Differentiable Programming Mega-Proposal

I just can’t shake concerns that it sits at the wrong level of generality.

That’s not a concern about complexity; the proposal is less complex than most type system proposals. It’s also not a concern about utility; this would be a useful feature for many. It’s a concern about generality appropriate to a general-purpose language.

The “function builders” proposal is a useful contrast to this one: motivated by and built for SwiftUI, yet clearly general enough to sit at the language level.

Let’s run with that analogy.

Imagine a Swift without closures. I could imagine, say, a proposal to add “callbacks” as a first-class language feature. Functions may be marked with @acceptsCallback. Such functions may be called with a trailing block of callback code, which is passed to the @acceptsCallback function as, say, a compiler-generated Callback that has a call method … etc.

It’s … almost closures, but it’s not. The structure and terminology keep it narrow in its potential applications. It undeniably has broad applications, yet still feels a bit too specific to be a language-level feature. It seems like it would make a nice library, but needs compiler support.

That’s where this proposal sits for me. Thank goodness we have closures instead! And the proposal itself lays out this concern:

That “system for custom code transformation” is what the proposal makes me wish for — and I wish the proposal didn’t gloss over it. Imagine a system for AST transformation that could make “differentiable” a library, and it’s easy to imagine other exciting uses as well. That seems like what we should be aiming for here in the long term.

All of this isn’t really a -1 on this proposal per se. It’s a request for more forward-looking context in the proposal’s development. If we do bake differentiable programming into the language for now, I hope it fits into some larger future vision.
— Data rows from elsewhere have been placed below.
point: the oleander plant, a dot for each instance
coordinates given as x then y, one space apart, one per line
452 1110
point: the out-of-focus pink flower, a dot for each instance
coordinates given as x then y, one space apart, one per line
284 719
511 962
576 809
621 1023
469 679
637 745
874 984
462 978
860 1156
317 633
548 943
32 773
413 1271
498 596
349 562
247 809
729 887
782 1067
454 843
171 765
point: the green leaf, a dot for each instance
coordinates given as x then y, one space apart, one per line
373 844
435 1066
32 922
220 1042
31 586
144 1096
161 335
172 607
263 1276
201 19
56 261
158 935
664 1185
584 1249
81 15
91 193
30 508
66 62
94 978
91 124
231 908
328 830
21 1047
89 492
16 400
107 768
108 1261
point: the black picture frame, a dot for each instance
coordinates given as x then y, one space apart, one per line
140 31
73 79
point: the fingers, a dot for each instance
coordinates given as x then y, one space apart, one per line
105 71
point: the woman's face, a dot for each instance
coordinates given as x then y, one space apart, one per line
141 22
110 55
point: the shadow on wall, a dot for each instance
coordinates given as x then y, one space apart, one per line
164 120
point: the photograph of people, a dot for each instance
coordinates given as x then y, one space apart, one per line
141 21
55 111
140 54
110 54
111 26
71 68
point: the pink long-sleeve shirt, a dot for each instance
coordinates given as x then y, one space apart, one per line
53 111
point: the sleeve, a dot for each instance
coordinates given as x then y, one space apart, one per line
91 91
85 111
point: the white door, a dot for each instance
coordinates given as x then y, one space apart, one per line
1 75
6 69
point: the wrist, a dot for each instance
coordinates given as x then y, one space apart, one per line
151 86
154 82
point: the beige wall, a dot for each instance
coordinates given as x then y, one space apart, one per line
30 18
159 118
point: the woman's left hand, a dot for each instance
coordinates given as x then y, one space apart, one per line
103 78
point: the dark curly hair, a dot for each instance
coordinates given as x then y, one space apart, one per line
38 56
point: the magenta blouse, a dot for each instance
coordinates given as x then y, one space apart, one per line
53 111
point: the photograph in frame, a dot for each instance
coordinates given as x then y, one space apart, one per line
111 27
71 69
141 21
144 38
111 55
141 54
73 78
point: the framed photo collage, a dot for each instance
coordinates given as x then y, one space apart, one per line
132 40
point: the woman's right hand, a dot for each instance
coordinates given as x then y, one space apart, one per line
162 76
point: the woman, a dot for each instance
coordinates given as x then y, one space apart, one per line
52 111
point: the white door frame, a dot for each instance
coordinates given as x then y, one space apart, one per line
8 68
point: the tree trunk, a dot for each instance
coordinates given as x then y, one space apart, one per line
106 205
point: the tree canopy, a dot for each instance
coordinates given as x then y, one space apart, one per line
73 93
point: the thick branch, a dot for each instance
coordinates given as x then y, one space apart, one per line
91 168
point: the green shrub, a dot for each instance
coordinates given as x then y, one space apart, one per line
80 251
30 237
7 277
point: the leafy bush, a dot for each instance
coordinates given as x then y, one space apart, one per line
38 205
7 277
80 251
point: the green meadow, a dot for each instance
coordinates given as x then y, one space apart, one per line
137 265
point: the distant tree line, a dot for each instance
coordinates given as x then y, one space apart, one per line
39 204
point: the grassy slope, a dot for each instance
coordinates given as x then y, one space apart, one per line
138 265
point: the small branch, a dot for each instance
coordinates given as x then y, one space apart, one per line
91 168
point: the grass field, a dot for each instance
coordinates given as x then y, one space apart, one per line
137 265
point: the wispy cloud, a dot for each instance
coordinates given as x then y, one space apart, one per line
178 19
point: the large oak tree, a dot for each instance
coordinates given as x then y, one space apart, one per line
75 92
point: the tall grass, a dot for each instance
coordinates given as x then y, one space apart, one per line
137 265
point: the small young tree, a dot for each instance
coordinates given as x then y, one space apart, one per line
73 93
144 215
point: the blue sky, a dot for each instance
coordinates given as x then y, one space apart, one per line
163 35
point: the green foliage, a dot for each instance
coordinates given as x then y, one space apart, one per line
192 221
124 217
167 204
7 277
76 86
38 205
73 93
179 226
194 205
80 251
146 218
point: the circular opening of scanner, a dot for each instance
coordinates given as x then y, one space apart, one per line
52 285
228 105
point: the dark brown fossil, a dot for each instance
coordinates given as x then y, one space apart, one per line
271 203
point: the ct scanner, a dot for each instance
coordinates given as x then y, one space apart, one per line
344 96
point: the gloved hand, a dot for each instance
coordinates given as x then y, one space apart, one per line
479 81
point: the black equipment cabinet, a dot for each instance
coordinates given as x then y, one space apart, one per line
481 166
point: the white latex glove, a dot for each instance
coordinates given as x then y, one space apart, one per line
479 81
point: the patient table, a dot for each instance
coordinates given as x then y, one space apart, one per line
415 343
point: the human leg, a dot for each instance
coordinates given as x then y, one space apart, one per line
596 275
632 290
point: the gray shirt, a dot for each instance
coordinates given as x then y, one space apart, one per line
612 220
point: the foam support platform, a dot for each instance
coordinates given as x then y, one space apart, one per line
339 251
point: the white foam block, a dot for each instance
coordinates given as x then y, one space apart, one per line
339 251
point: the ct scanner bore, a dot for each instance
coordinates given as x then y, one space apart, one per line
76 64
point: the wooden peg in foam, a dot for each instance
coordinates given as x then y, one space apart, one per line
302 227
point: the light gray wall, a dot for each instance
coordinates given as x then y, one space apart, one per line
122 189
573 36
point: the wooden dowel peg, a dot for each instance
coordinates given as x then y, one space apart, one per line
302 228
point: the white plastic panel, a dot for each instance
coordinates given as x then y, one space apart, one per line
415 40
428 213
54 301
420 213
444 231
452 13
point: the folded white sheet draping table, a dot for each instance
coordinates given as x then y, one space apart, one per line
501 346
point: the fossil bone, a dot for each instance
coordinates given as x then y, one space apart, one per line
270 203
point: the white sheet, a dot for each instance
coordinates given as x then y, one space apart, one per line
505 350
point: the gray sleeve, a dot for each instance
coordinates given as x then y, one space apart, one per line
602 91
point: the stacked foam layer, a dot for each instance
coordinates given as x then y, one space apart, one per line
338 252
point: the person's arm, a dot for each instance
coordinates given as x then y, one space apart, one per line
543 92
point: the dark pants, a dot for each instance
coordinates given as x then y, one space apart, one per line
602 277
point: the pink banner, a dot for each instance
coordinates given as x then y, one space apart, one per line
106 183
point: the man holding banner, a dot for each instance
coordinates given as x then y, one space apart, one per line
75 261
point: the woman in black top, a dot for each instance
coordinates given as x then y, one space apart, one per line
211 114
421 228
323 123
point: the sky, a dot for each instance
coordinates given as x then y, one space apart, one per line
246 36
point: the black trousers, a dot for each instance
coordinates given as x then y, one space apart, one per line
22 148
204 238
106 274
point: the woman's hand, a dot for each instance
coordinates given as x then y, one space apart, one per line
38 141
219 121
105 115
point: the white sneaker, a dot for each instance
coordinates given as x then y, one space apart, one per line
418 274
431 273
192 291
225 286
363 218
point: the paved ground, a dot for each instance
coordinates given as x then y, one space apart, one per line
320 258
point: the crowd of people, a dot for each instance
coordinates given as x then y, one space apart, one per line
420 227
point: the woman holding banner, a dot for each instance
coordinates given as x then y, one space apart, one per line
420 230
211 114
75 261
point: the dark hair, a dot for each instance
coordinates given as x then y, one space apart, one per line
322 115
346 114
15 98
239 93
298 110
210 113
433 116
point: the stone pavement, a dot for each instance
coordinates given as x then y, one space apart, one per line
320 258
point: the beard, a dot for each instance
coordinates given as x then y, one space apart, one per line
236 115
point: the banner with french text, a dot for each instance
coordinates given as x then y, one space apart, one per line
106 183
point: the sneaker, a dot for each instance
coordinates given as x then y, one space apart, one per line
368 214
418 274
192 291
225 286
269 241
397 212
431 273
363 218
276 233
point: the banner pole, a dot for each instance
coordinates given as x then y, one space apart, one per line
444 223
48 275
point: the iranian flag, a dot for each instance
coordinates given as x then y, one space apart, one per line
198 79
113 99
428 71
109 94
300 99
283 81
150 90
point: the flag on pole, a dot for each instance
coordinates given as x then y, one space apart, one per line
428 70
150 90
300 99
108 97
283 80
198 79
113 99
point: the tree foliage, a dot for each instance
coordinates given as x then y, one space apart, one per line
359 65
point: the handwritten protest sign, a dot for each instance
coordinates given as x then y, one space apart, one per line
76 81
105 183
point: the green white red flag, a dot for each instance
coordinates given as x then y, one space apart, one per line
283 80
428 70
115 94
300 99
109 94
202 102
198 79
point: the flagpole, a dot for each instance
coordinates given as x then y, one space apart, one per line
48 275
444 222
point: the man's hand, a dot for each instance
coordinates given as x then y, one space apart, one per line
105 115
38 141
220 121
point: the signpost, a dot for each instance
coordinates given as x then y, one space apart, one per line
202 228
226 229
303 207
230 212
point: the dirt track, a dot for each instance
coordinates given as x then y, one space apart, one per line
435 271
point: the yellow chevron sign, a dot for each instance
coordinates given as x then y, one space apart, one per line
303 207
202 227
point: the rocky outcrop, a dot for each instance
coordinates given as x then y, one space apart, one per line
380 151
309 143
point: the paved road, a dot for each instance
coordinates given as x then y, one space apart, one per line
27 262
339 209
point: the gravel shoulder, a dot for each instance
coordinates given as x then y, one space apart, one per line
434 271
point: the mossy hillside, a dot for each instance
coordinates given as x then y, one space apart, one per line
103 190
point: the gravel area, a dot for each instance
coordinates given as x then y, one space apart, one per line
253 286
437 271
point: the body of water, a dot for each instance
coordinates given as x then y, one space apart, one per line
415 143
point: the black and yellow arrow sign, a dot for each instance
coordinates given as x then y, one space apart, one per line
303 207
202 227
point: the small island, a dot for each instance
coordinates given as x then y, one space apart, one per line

What might such a generic AST transformation proposal look like? Is this work on differentiable programming a step toward it? Would this proposal likely fit sensibly into such a future system, both in syntax and behavior?

There’s a danger here of baking something into the language that seemed compelling in tech’s current moment, but had too many specific design decisions baked in before the motivating trend had matured, and ended up being compatibility baggage the language must maintain long after the problem domain has moved beyond it. Think of Java Swing.